# electric nissan micra CVT



## Amerjack (Jun 1, 2014)

Hello from UK 

6month ago i start conversion my car on electric - nissan micra CVT gearbox.
Conversion is very cheap and very basic. 

http://electricnissanmicra.bloog.pl/

electric motor - 12Kw
controller - curtis 1221-6A7xx
Gearbox - nissan CVT
Battery - 4 x 12v-225Ah AGM 



Thanks for your attention, best wishes to all private converters
Jack


----------



## arklan (Dec 10, 2012)

48v is a bit low for a car isnt it?

does the cvt make up for it?


----------



## Amerjack (Jun 1, 2014)

all work perfect. 
CVT gearbox is better on electric motor. 
now only cosmetic


----------



## Amerjack (Jun 1, 2014)

step by step


----------



## Amerjack (Jun 1, 2014)

part 2 - finish


----------



## Amerjack (Jun 1, 2014)

now only change battery on Lithium.


----------



## twright (Aug 20, 2013)

Nice car. How fast does it go? What kind of range do you have?


----------



## Amerjack (Jun 1, 2014)

twright said:


> Nice car. How fast does it go? What kind of range do you have?


Hi and thank you. 
Automatic gearbox CVT is perfect to electric car. I dont drive fast but in this moment easy i can drive 35/40mph that good - i dont try moore i dont need but i feel i can easy more. Range in this moment is wery small still i looking battery charger - now i need only 15miles per day i dont check yet how big range have my lovely micra. 
Maybe if i change settings in controller and i find good battery charger car give me more range and speed but in this moment i dont need more.


----------



## Amerjack (Jun 1, 2014)

https://www.youtube.com/watch?v=CeJi__T-iRg


----------



## stephen (Jun 12, 2014)

Hi Id really like to know if your conversion is still running?
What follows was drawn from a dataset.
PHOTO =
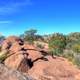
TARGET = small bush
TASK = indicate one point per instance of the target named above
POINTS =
(40, 45)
I had a look on http://electricnissanmicra.bloog.pl/, http://ev.forumchitchat.com/post/electric-nissan-micra-cvt-6861217?&trail=75 and http://www.evalbum.com/4897 but I cant seem to find any information about how the electric motor works with the CVT? 

did the ECU throw any error codes? is the CVT expecting any kind of electronic signal from the ECU or engine? 

is it simply a matter of "plug and play" besides making an adapter plate with the CVT?

what sort of RPM is the CVT expecting from the electric motor? doesn't a CVT expect that a motor will be running at it optimum efficiency?

someone kindly smashed my little 1.4l Toyota Starlet Diesel (named The Tic Tac) it is a very sad day. but maybe an opportunity to finally build that Dirt Cheap EV!

any videos of it running on the road? and it sounds kinda noisy..?

can anyone else chime in on this?

surely it cant be as simple as bolting it on..?

sorry to be rushed but Ive gotta get back to looking around for Nissan Micra/March K11's...

Cheers

Stephen


----------



## Studebaker (Jan 22, 2012)

Sorry. Booze talkin


----------